Dell TL2000 LTO-7 drives stopped reading any tapes

Notice: Page may contain affiliate links for which we may earn a small commission through services like Amazon Affiliates or Skimlinks.

gargravarr

Member
Jul 1, 2021
39
3
8
Hey all,

Again, no tape subforum so hopefully this is close enough.
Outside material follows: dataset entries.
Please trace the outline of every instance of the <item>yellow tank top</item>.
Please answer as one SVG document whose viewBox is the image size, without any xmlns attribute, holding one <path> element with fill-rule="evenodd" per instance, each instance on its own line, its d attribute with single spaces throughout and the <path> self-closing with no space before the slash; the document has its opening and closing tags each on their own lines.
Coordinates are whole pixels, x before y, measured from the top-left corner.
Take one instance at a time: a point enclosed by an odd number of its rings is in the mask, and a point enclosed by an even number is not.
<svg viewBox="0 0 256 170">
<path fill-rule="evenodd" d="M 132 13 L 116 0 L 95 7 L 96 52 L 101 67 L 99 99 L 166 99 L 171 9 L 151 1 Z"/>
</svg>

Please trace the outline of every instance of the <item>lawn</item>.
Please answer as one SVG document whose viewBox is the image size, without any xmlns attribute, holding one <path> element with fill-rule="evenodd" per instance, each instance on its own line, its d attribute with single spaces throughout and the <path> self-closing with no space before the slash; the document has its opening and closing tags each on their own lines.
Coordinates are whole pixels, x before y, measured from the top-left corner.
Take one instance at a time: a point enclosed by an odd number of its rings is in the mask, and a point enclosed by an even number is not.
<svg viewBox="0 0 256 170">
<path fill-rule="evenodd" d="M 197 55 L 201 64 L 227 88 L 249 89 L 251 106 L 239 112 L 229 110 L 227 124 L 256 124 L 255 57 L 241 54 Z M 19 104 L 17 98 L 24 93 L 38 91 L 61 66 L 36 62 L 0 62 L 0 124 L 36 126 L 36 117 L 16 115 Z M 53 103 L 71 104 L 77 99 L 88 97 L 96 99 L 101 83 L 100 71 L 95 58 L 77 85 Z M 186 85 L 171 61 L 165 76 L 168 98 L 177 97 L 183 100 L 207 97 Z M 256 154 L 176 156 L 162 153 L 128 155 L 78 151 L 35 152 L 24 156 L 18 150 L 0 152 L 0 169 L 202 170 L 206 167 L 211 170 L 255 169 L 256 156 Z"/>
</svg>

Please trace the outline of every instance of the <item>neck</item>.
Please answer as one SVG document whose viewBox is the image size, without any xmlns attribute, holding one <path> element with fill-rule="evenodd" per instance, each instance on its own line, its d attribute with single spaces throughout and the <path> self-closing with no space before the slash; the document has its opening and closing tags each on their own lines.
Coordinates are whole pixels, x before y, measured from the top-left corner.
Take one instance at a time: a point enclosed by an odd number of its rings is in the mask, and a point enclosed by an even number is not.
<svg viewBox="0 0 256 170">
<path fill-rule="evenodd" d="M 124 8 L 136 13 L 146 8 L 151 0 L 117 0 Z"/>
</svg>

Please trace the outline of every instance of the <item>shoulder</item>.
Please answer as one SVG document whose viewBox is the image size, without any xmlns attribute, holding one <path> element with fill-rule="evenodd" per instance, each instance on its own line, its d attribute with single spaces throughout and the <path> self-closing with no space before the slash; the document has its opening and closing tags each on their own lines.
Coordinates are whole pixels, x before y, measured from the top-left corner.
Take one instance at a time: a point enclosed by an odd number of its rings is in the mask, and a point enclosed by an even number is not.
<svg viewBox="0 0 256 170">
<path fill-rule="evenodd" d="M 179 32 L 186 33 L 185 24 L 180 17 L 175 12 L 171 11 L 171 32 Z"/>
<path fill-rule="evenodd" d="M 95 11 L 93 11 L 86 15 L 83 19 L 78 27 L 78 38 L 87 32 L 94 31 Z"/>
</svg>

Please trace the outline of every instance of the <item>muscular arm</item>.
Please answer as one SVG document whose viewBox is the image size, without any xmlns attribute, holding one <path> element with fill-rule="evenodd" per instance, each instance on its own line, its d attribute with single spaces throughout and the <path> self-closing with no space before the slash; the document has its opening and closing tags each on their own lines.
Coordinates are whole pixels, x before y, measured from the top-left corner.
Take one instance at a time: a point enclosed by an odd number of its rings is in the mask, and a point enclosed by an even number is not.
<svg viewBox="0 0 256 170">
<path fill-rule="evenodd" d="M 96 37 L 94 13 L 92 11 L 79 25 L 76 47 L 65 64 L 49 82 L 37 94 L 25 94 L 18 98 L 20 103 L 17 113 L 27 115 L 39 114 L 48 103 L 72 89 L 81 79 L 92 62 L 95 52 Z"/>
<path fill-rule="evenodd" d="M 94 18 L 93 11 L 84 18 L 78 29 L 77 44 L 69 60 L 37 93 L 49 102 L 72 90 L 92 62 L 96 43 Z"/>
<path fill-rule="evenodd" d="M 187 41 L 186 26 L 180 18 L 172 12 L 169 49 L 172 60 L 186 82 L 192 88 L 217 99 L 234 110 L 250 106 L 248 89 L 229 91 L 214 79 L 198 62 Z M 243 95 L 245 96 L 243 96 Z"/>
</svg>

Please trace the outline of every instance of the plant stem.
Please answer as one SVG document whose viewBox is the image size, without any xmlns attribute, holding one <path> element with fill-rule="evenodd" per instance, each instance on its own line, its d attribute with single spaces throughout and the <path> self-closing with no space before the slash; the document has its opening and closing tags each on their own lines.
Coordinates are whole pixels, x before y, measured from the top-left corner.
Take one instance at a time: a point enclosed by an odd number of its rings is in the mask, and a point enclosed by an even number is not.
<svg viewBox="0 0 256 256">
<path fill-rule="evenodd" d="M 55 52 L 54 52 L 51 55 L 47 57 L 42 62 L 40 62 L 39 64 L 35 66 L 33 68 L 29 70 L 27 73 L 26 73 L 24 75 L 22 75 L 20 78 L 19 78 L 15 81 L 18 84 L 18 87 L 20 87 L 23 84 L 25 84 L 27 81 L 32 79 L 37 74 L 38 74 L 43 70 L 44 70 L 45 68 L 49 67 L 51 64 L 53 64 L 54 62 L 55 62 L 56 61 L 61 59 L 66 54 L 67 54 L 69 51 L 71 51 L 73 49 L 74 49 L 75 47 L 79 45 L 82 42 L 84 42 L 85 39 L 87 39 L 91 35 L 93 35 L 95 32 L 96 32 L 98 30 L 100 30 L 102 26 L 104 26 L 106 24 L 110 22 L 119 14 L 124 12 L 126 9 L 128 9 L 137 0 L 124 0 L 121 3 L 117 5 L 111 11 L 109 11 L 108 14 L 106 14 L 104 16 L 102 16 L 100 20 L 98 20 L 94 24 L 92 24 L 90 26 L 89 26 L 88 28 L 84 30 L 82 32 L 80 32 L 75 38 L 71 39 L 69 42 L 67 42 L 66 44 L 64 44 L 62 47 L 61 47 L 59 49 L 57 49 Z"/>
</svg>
I have a TL2000 with 2 working drives, an LTO-5 and an LTO-4. Most of my tapes are LTO-5. I got a pair of LTO-7 drives with it, but the media was too expensive. So after updating the firmware and testing them both last year with LTO-6 media (I have a standalone drive so I could justify buying the media), I figured I would sell one of them. Only one had its correct mounting sled, the dual-SAS-port variant, and its warranty sticker was intact, so that's the one I figured would make the most money. The other had no sled, but I had a spare single-port SAS sled that would work.

Well, it took months to sell, but last month, it finally did. And while I was celebrating (because LTO-7s hold their value), it was short-lived.

The buyer, a tape service company, reports that the drive failed a read test using ITDT, providing the logs. They offered to try a deep clean of the read/write head, but this didn't work, it still fails the test.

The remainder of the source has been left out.